Critical component analysis of cyber-physical power systems in cascading failures using graph convolutional networks: An energy-based approach

Abstract

Power systems, with increasing integration into communication networks, have evolved to become complex and interdependent cyber–physical power systems that are highly vulnerable to cascading failures. These failures, due to their propagation through the cyber and physical networks, often lead to severe disruptions. We employ improved percolation theory to model cascading failures triggered by malware cyber-attacks. Addressing the vulnerability of CPPS requires a comprehensive analysis that spans both the structural and functional dimensions of CPPS. This paper introduces a novel framework for vulnerability assessment in CPPS using Graph Convolutional Networks (GCN). Our approach captures the topological complexities and dynamic characteristics of CPPS, incorporating the entropy of potential energy of power system as a new feature to predict and analyze failure propagation. Through Layer-wise Relevance Propagation (LRP), we subsequently quantify the influence of potential energy on system vulnerabilities.
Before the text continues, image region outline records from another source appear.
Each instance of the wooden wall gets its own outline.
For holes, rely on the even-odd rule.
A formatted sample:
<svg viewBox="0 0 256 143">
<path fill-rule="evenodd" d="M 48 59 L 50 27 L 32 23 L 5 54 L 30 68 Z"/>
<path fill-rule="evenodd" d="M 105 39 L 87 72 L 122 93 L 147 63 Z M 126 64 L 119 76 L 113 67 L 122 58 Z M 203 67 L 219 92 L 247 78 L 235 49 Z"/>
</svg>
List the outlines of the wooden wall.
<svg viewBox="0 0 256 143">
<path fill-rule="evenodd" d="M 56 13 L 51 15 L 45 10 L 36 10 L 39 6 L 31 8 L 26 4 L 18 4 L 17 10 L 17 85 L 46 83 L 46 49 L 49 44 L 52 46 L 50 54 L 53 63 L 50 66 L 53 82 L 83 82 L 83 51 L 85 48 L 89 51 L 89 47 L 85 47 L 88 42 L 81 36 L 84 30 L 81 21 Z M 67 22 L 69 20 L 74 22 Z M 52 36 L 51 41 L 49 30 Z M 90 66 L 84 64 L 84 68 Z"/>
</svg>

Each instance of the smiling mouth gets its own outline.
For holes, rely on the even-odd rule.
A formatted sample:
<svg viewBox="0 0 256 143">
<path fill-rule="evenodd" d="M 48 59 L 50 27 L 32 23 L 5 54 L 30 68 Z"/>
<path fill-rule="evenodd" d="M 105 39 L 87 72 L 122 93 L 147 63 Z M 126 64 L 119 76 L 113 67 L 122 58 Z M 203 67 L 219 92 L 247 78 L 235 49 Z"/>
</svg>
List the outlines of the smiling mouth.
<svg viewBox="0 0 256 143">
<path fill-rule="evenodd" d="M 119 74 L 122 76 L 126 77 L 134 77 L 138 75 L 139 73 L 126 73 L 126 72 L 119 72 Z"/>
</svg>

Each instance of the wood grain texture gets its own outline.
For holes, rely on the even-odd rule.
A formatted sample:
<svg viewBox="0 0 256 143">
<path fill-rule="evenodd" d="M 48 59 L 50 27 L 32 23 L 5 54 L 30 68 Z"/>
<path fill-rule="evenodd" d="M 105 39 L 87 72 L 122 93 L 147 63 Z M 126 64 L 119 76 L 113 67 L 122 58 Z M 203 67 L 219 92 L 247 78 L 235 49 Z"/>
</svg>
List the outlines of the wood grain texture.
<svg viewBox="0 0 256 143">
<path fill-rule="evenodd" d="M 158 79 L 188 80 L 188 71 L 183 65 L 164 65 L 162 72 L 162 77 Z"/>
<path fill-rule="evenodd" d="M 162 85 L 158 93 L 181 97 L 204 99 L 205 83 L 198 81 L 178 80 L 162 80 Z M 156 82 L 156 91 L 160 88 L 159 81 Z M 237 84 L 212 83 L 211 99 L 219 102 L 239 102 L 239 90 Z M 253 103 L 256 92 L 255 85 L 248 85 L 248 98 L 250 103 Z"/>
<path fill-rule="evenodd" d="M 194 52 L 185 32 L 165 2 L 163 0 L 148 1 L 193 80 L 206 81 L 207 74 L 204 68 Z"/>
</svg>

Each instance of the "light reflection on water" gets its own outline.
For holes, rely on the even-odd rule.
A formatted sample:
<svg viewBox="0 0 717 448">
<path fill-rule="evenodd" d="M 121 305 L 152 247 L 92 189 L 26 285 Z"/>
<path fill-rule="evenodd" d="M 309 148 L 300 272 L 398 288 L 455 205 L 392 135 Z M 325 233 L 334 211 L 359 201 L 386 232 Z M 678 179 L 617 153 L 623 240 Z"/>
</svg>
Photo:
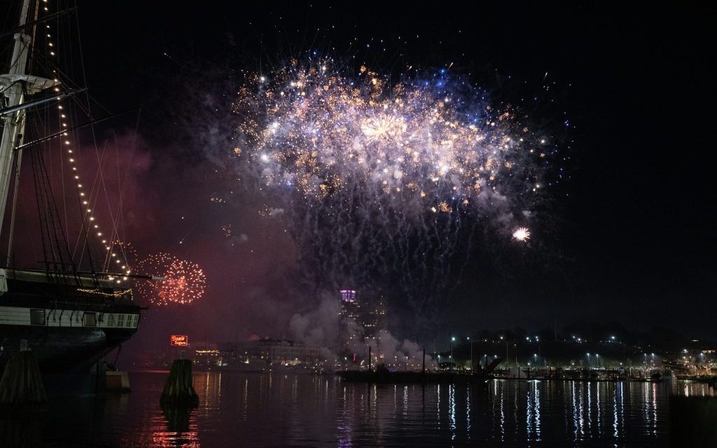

Critical components are identified by using LRP scores and an entropy weighting method (EWM). Simulation results based on the cyber–physical IEEE 39-bus and IEEE RTS-96 power systems as test cases, demonstrate the model’s efficacy in identifying vulnerable nodes and branches and highlight the significant role of potential energy in cascading failures. This framework provides a comprehensive approach for real-time vulnerability assessments and resilience enhancement in CPPS.